RESULTS AND DISCUSSION

The reaction of [(PPh3)Pd(AuPPh3)6 ](NO3)2(1) with excess of NH4PF6 gave the cluster compound [(PPh3)Pd(AuPPh3)6 ](PF6)2 in 40% yield. The compound has been characterized by NMR, IR, microanalysis, and X-Ray crystal and molecular structure12.

The molecular composition of PF6- derivative was also confirmed by FABMS. These results turned possible the determination of the cluster ion formula despite not related in that publication (previously not available). Positive-ion FABMS analysis (m-nitrobenzyl alcohol matrix) of this cluster gave a spectrum with well-resolved peaks. An analysis of the isotopic distribution pattern for the most abundant mass ion in 3006.4 corresponded to the ion {[Pd(AuPPh3)6](PF6 )}+. Other results showed fragmentation at: m/z 3413.8 (fragment [M + 2X]+, where M = [Pd(AuPPh3)6(PPh3)] and X = PF6); 3269.0 (fragment [M + X]+); 2861.5 (fragment [M – PPh3]+); 2664.7 (fragment [M – (AuPPh3)]+); 2547.3 (fragment [M –AuPPh3 – PPh3 + X]+).

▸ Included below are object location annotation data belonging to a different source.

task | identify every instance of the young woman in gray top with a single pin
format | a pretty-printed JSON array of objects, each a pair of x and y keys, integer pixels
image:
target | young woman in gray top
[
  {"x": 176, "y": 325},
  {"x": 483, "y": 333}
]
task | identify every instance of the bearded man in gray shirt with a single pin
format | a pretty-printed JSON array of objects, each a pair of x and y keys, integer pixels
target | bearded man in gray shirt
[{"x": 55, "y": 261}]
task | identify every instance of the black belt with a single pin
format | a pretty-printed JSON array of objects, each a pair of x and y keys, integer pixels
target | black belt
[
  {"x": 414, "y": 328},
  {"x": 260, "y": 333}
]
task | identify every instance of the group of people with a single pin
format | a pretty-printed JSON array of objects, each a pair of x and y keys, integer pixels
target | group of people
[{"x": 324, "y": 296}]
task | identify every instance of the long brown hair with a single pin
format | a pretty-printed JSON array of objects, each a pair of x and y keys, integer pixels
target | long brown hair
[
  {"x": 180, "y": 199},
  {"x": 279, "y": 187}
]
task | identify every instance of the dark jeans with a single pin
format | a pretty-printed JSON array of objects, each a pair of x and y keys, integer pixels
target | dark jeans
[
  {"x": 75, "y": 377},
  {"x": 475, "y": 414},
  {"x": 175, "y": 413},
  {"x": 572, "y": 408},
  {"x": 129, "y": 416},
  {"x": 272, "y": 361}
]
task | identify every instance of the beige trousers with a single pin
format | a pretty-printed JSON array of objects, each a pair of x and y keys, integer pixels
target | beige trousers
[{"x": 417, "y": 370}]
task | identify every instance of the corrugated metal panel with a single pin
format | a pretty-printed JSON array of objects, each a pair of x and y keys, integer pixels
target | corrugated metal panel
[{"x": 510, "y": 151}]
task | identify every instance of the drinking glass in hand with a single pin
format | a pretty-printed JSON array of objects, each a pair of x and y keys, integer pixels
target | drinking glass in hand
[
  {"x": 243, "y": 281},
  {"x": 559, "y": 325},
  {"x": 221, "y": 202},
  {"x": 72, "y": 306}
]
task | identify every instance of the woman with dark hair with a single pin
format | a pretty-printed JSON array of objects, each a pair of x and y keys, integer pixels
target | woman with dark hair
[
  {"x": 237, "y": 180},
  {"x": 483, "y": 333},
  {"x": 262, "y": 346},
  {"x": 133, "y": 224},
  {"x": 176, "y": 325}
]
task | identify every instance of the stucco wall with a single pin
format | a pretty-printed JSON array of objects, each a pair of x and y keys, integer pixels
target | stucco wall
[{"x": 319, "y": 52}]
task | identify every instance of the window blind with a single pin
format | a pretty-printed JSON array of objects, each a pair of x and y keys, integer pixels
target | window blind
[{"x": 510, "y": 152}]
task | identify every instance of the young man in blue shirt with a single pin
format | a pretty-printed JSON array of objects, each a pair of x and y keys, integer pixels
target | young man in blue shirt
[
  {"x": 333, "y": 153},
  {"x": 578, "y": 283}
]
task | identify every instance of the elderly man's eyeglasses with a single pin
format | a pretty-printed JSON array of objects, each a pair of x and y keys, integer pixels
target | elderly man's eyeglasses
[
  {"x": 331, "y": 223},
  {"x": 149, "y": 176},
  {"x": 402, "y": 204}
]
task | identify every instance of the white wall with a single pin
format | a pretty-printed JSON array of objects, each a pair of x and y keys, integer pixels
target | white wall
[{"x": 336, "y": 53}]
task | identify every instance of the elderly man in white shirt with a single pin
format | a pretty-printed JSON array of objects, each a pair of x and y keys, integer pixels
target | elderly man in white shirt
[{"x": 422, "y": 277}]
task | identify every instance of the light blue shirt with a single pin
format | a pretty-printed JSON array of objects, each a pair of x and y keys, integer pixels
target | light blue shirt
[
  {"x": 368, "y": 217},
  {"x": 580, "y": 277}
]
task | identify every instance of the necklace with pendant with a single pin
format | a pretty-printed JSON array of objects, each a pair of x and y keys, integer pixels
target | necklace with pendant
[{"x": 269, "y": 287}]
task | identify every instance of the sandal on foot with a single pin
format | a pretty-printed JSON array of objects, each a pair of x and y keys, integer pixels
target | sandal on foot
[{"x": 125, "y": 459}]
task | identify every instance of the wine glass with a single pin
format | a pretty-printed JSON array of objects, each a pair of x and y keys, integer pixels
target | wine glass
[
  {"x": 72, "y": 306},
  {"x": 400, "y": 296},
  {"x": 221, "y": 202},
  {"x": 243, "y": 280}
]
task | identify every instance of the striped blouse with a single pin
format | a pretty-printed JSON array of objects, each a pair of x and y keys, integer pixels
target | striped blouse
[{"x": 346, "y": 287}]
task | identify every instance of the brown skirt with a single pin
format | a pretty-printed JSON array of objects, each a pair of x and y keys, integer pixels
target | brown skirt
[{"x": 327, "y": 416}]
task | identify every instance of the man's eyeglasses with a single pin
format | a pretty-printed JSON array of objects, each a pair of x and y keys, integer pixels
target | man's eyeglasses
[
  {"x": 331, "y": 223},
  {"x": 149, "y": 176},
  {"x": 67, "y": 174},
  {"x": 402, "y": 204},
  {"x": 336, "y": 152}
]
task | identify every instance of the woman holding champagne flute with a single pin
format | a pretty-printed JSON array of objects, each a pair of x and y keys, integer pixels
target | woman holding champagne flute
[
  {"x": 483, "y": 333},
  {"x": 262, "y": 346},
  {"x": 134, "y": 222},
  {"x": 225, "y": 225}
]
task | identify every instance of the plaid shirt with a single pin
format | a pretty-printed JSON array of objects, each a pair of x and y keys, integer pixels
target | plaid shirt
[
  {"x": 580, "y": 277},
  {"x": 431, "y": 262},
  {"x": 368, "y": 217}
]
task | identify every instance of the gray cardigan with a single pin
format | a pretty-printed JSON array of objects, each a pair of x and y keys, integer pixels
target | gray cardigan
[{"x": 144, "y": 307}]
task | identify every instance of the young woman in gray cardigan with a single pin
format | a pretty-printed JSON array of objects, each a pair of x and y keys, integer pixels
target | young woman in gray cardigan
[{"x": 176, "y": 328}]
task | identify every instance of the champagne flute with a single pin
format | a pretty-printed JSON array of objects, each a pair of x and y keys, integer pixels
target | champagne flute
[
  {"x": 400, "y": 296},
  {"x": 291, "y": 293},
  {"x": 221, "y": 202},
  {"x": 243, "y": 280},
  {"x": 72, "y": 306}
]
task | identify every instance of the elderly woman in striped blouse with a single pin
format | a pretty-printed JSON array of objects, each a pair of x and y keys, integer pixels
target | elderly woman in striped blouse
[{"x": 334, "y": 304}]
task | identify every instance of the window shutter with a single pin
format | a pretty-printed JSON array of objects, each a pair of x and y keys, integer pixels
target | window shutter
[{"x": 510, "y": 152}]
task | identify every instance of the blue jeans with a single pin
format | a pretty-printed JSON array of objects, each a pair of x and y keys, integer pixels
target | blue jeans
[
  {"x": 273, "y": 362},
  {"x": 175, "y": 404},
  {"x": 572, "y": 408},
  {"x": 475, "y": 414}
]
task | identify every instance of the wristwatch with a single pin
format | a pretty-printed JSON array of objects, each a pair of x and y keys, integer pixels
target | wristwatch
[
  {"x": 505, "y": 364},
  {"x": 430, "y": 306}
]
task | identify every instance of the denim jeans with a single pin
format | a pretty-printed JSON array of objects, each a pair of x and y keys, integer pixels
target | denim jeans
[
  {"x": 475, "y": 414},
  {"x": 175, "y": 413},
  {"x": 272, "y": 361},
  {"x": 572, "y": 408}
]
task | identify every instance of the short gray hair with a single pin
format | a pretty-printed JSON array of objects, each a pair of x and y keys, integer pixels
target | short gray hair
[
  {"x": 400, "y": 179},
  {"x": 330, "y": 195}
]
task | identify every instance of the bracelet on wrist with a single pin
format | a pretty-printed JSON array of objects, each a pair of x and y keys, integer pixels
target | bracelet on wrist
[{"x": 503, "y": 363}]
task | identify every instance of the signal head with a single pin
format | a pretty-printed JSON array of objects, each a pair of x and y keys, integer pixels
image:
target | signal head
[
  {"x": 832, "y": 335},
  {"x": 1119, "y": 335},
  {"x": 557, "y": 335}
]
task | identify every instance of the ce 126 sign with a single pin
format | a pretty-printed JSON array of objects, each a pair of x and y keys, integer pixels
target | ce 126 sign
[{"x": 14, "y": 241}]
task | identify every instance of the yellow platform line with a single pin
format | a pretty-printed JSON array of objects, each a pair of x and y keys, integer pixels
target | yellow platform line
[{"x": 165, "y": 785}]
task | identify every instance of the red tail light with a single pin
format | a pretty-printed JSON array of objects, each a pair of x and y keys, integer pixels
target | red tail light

Although the FABMS of these mixed metal-gold clusters gave accurate information on the molecular formula, it is also very important to analyze other spectroscopic and analytical data. NMR gives information on the relative number of non-equivalent phosphine ligands. IR assignment confirms the presence of PF6- as counterion. A complete analysis of the fragmentation pattern suggested that the neutral compound was [(PPh3)Pd(AuPPh3)6 ](PF6)2 (Figure 1). These data can be compared with the analogous cluster with NO3- as counterion11, and these results shows, once more, the reliability of this technique.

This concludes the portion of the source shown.